Informações
Projeto relacionado
Equipe
Ana Clara Cunha Oliveira Dias | Edilberto Jose de Macedo Fonseca | Eduarda Manhães Santos | Elisabete Vicari | Gabriela Calafate | Ilana Musacchio | Joana Ramalho Ortigao Correa | José Augusto Camargo de Almeida | Julia Andrade | Julia Barros Silvera dos Santos | Lorena Fontes Ferreira | Maria Elisabeth Andrade Costa | Milena Barbosa | Raiane Alabaces | Alice Saint Martin da Cunha | Claudiane Dias de Carvalho
Nome completo
Janio Pereira
Data de nascimento
14 de novembro de 1954
História de vida
Nasceu no Morro do Cantagalo (Rio de Janeiro/RJ), filho de pai paraibano e mãe pernambucana que residiam, à trabalho, na cidade. Morou com os avós, na cidade de Lagoa de Dentro (PB), onde conheceu instrumentos musicais como o pandeiro, a zabumba e o melê. Aos 14 anos de idade, retornou ao Rio e, no ano seguinte, começou a trabalhar em outras atividades. Se interessou pelo forró por meio de um colega que tinha uma radiola e, durante as tardes, tocava discos e programas de rádio com cantores como Marinês, Noca e Zé Calixto, além de outros instrumentistas. Na adolescência e juventude, frequentou bailes de diversas zonas fluminenses. Comprou o bar Som Brasil, em Niterói, e criou programações com Filhos do Nordeste, Bacurau, Tiziu e Cassote. Foi neste momento que começou a cantar nos palcos. Meses depois, foi contratado para atuar em um programa da Rádio Fluminense 540, onde esteve por dois anos. Cantando em várias casas e shows, se articulou com a rede forrozeira do estado. Já passou por diversos estados e cidades, como Manaus, Maceió, João Pessoa, Recife e Goiânia. Foi apresentador oficial da Feira de São Cristóvão por 16 anos e, em 2015, gravou um CD com 16 faixas. Atualmente, não atua mais no forró.
Identificação de gênero
Homem cisgênero
Localização
Atuação coletiva
Sim
Descrição da atuação em rede
Nas décadas de 1970 e 1980, no Rio de Janeiro, participou de forrós da Praia da Bica (Ilha do Governador), que contou com participações de Gonzagão, Osvaldinho, Chiquinha do Acordeon e mais artistas da cena, além do Forró da Cancela (São Cristóvão), Forró do Asa Branca (Parque União/Complexo da Maré) dentre outros. Antes de começar a cantar, também acompanhou a cena em bairros leopoldinenses, como Olaria, Ramos e Bonsucesso. Com o início da sua carreira de cantor de forró, se articulou com mais vários detentores por todo o estado fluminense.

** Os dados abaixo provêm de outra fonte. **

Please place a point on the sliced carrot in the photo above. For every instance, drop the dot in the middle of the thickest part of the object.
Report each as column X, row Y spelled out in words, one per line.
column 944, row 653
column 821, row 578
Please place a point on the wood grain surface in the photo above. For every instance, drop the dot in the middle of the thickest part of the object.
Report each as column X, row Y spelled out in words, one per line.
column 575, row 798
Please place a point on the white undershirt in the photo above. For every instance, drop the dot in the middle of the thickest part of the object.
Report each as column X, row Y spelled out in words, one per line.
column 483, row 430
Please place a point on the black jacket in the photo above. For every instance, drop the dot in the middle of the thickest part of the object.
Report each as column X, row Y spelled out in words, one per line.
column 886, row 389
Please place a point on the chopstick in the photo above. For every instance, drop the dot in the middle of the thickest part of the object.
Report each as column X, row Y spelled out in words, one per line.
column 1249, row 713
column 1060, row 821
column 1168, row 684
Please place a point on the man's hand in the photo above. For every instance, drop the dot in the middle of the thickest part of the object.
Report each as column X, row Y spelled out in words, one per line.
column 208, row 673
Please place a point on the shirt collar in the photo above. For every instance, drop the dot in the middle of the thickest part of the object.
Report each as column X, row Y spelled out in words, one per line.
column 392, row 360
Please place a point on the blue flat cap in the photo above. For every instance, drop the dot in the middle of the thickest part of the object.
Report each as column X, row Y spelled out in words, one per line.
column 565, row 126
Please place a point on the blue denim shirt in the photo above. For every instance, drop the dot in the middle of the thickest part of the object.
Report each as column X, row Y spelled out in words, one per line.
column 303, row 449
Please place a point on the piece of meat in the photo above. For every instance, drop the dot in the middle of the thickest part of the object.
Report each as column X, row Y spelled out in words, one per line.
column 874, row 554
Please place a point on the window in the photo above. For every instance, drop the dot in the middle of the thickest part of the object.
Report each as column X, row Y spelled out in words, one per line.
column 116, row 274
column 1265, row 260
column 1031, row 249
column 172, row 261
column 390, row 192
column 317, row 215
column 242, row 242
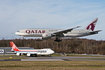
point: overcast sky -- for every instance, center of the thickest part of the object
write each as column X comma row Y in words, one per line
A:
column 58, row 14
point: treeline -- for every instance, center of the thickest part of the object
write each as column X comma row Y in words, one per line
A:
column 73, row 45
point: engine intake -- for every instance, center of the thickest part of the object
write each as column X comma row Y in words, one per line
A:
column 46, row 36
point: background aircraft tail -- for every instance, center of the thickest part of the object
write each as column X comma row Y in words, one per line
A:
column 14, row 47
column 91, row 26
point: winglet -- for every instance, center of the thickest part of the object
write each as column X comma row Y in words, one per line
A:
column 14, row 47
column 91, row 26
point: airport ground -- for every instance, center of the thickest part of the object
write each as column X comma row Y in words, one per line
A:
column 55, row 62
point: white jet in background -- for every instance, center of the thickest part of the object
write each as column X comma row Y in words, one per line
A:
column 31, row 52
column 58, row 33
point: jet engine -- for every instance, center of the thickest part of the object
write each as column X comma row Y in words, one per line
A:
column 18, row 54
column 28, row 54
column 46, row 36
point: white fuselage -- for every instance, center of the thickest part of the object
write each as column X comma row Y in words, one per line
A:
column 39, row 32
column 35, row 51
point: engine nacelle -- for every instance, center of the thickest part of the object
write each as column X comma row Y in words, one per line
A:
column 46, row 36
column 18, row 54
column 28, row 54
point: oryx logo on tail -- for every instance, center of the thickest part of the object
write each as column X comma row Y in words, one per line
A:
column 91, row 26
column 14, row 46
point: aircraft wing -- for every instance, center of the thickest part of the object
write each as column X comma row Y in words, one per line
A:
column 95, row 32
column 65, row 31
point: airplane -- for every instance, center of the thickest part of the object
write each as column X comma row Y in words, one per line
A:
column 31, row 52
column 58, row 33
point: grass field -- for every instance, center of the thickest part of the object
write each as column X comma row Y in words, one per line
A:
column 52, row 65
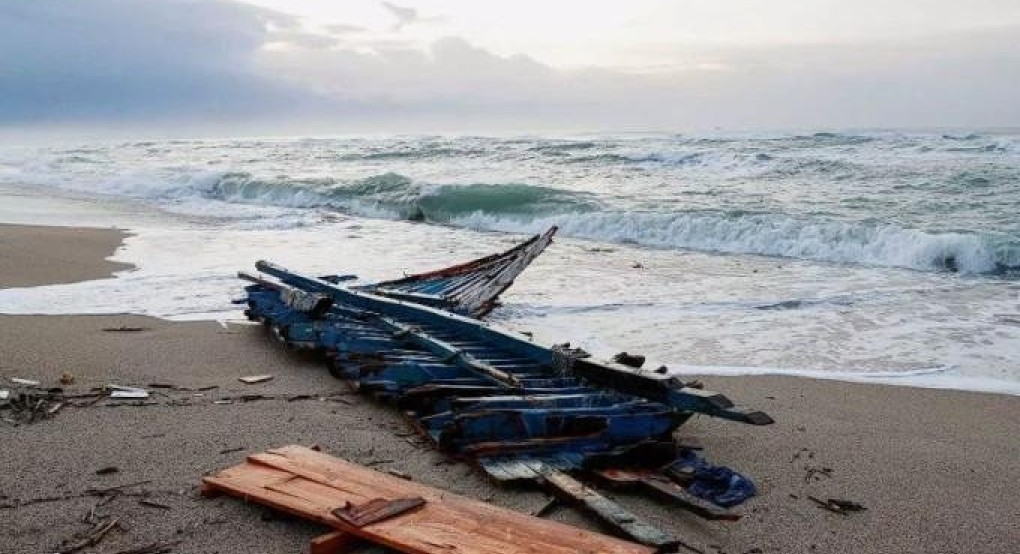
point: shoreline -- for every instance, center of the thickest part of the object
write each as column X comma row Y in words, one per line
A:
column 935, row 468
column 37, row 255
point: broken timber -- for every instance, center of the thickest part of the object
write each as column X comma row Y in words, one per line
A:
column 486, row 394
column 312, row 485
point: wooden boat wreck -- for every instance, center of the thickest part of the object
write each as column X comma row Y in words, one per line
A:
column 518, row 409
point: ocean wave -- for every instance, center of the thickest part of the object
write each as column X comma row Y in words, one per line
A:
column 398, row 197
column 775, row 235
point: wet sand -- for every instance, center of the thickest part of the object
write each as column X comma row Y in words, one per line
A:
column 937, row 470
column 33, row 255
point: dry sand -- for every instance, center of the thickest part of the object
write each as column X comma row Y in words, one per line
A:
column 938, row 470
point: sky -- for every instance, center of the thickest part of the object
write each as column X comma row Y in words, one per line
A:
column 306, row 66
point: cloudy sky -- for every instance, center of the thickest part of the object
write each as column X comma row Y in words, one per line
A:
column 296, row 66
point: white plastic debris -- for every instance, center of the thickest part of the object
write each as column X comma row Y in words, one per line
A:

Bens culturais relacionados
Relação com o bem cultural
Atuou na cena do forró como cantor e apresentador, participando de eventos, programas de rádio e locais de grande referência para a cena carioca, como a Feira de São Cristóvão.
Lugar onde é praticado o bem cultural
as práticas culturais ocorrem em outros lugares
Relação do bem cultural com o lugar
Aponta que, em São Gonçalo, havia uma cena do forró de bastante vigor, da qual participava em locais como o Clube dos Médicos, a Toca do Colubandê e o Caneco 90. Hoje, destaca o Forró do Tota e o Caiçara Show como espaços em atuação.
Aprendizado do bem
Ainda na infância, a escuta diária do forró, através da radiola de seu amigo, foi o primeiro aprendizado que obteve sobre esse bem. Na adolescência e juventude, tomou conhecimentos ao frequentar bailes com referências como João de Adalto, Zé Branco e Zé Bila.
Incentivo financeiro à prática de bem cultural
Percebe que, ao longo das décadas, o forró teve maior aceitação popular, contrapondo uma série de estereótipos que lhe eram atribuídos nos anos iniciais. Atualmente, é uma arte em expansão, que ganha destaque nas capitais e metrópoles brasileiras. Apesar disso, muitos estabelecimentos foram fechados, sobretudo porque não conseguiram recursos financeiros suficientes para manter os custos de funcionamento. Ademais, destaca que há uma dificuldade das gerações atuais conhecerem e se conectarem com as matrizes tradicionais.